Regular goal setting for both life and work – to ensure you maintain balance and can identify where the strain is
- Work is just one aspect of your life – and while you are scaling a business, it may take up most of your time, but it shouldn’t take up all. Having a balance and stepping away at times is important.
- Have a plan not only for work, but for home. Most entrepreneurial people are naturally ambitious and always thinking of what’s next. But it’s so important to plan your home life in the same way you put together plans for work. Perhaps sit down with your family or partner every six months and set expectations – so that you all know what’s coming up and how you are going to manage it together.
- Be realistic about your goals and your timings. And build in contingency and scenario plans, as it is almost never the case that everything always runs smoothly to time, or that nothing unexpected happens.
Diligence the investors/advisers and others prior to fundraise – know that you have the sector expertise, and lean on investors for broader guidance
- If you are looking for investment – whether that’s initial funding or private equity – you need to trust the people you work with; not just the company, but the individuals within that company.
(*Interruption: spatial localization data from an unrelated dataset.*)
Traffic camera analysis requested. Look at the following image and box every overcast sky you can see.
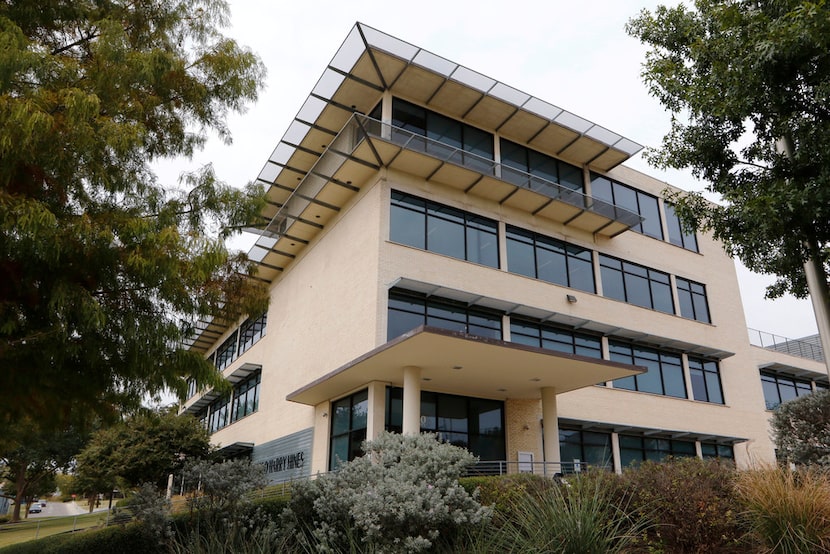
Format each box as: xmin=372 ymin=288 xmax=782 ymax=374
xmin=155 ymin=0 xmax=819 ymax=341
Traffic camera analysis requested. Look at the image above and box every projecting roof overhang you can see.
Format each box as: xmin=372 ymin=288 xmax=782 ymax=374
xmin=558 ymin=418 xmax=747 ymax=445
xmin=286 ymin=325 xmax=645 ymax=406
xmin=215 ymin=442 xmax=255 ymax=460
xmin=392 ymin=277 xmax=736 ymax=360
xmin=758 ymin=361 xmax=830 ymax=383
You need to find a team who understand your ambitions and ideas and work in synergy with you.
- When you are considering investors, you need to consider their personality as well; theirs has got to complement yours. You need someone who can give you the support and confidence to grow, but at the same time you need to set your stall out early, in order to maintain your ideals and move forward in the way you want. Seek out someone who respects your knowledge, and doesn’t tell you how to run your business.
- The involvement of private equity can challenge your thinking and lead to hugely positive outcomes. Sometimes being a sector or product expert can constrain your thinking, and it’s good to have someone there to challenge why things are being done in a certain way.
- Private equity is not just there to provide investment, it brings structure, and accountability and helps to deliver your goals. It can really help your business to get where it needs to, much quicker.
The importance of maintaining culture as you grow – make sure you know what your culture is and be cautious about straying from your values
- As a company grows, adding lots of new people in a short space of time will, unless properly managed, end up changing the culture and values. While this can be positive, often it can cause challenges and frustrations with longer-serving employees, and potentially lead to a loss in productivity.
- The values, norms and behaviours of a smaller business are not always well articulated. However, it is likely that there is a clear way ‘things are done around here’ that permeates across the business. Paying attention to your values and desired behaviours as the business grows, is critical to achieving scale. Without paying explicit attention to nurturing your core values and behaviours, you run the risk of creating ‘cultures within cultures’ – where different groups or functions operate in ways counter to the established culture.
- One of the best ways to protect and nurture your culture, is to very accurately capture what your values are, and ensure they are explicitly stated across the whole organisation. It is then critical that they are used in the recruitment and assessment processes, to ensure new hires are able to work within the values and behaviours that the company wants. Robustly managing this through a new employee probationary period will help ensure suitability – and quickly managing those who do not live within the values is also critical.